To investigate if Foxp3 protein was produced endogenously in M2 macrophages following gene transcription, we used Foxp3^DTR transgenic mice in which the diphtheria toxin receptor (DTR) and green fluorescence protein (GFP) are expressed under the control of the Foxp3 promoter. In this model, Foxp3-expressing TRegs are GFP⁺ and can be depleted using diphtheria toxin (DT) [17]. One dose of DT injected intraperitoneally (IP) in the mice at day 9 after IK tumor implantation was sufficient to deplete most of the TRegs in the blood and tumor ( Figure 3C, E upper panel). GFP expression was not detected in macrophages from the blood (F4/80⁺/CD11b⁺) or M2 cells from IK tumors ( Figure 3D ). However, the depletion of Foxp3 positive cells in the tumor following DT injection also reduced the M2 population ( Figure 3D IK tumor and 3E) suggesting a Foxp3-dependent depletion of M2 population. This implies that, despite the difficulty in detecting GFP in macrophages, those cells might express the DTR and be depleted following administration of DT.

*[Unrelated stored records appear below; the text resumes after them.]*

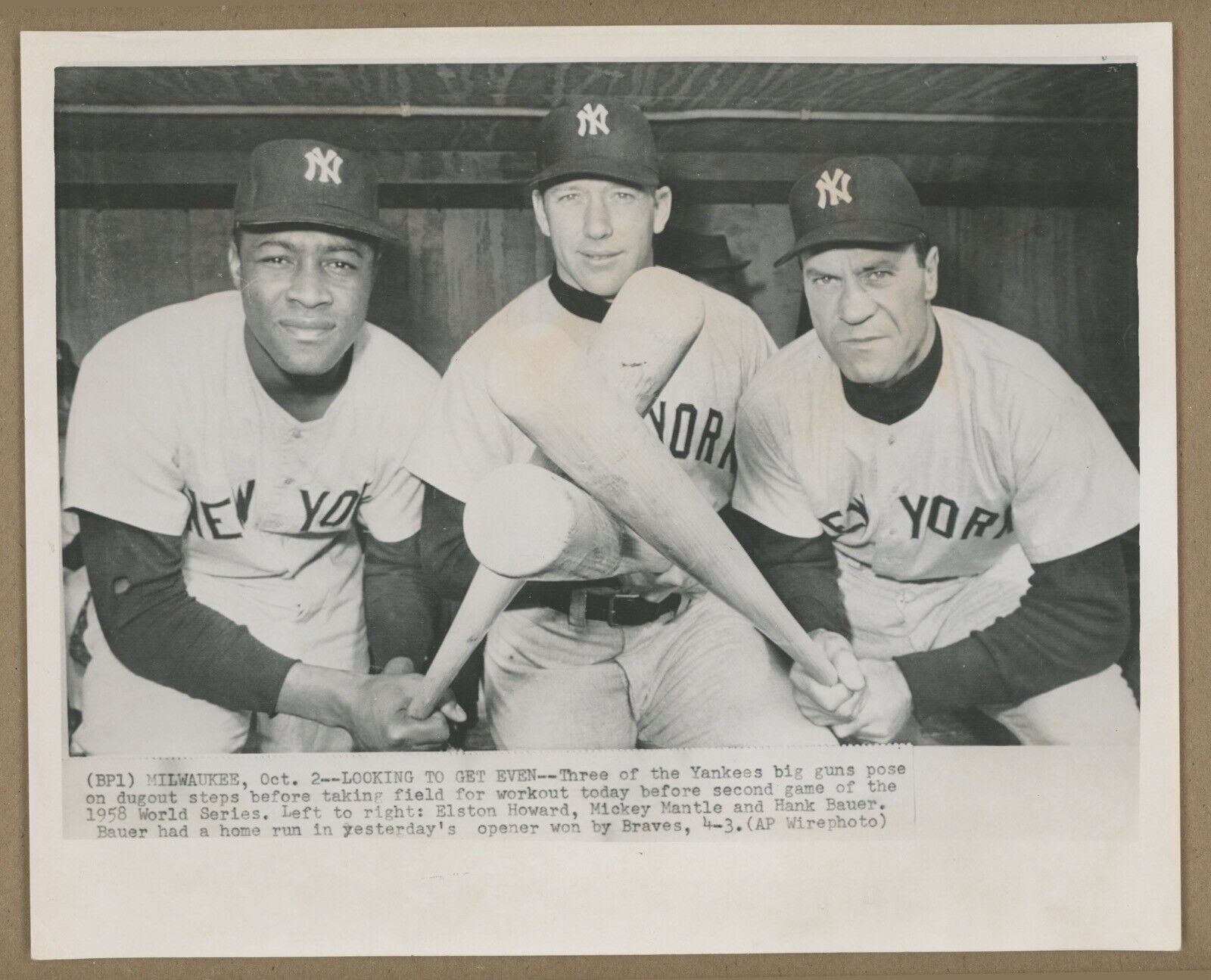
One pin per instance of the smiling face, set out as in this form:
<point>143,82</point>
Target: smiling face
<point>306,292</point>
<point>871,309</point>
<point>601,232</point>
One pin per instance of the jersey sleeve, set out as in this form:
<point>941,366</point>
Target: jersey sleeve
<point>768,488</point>
<point>123,439</point>
<point>1075,485</point>
<point>391,508</point>
<point>464,435</point>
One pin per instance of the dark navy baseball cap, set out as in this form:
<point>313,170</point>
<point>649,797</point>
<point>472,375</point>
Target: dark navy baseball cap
<point>310,182</point>
<point>854,200</point>
<point>599,137</point>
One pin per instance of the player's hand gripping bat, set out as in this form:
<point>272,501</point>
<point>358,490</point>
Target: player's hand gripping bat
<point>651,326</point>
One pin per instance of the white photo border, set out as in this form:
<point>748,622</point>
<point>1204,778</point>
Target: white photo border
<point>318,898</point>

Foxp3 messenger RNA was detected in macrophages

In order to further assess if Foxp3 protein was intrinsically produced in macrophages, we analyzed the transcriptome of the cells using a genome-wide technique. We performed RNA-sequencing (RNAseq) analysis on RNA extracted from M1 and M2 cells isolated from kidney tumors and splenic CD4⁺ T cells. Cufflinks 2.1.0 analysis using mouse genome MM9 revealed three Foxp3 mRNA variants in the CD4⁺ T cells expressed at a higher level than the level of high confidence ( Figure 4A ), corresponding to the three known isoforms of Foxp3 mRNA in mouse cells (Foxp3, Mus musculus, NCBI Gene) ( Figure 4B ), but none of these isoforms was significantly detected in M1 or M2 macrophages ( Figure 4A, B ). However a low but significant level (0.057 FKPM) of a fourth variant (var 4) was detected in M2 and M1 macrophages but not in CD4⁺ T cells ( Figure 4A, B ). Considering that all RNA transcripts detected to a FPKM level higher than 0.046 are present with high confidence in the cells ( Figure 4A ), we could consider that Foxp3 mRNA variant #4 was present in macrophages. mRNA variant #4 has not been described previously. It appeared to be smaller than previous Foxp3 mRNA transcripts (3527 bases) and the coding sequence seems to be conserved on this variant #4 with an extra 23 bases on the 5′UTR compared to the variant #1 ( Figure 4C ).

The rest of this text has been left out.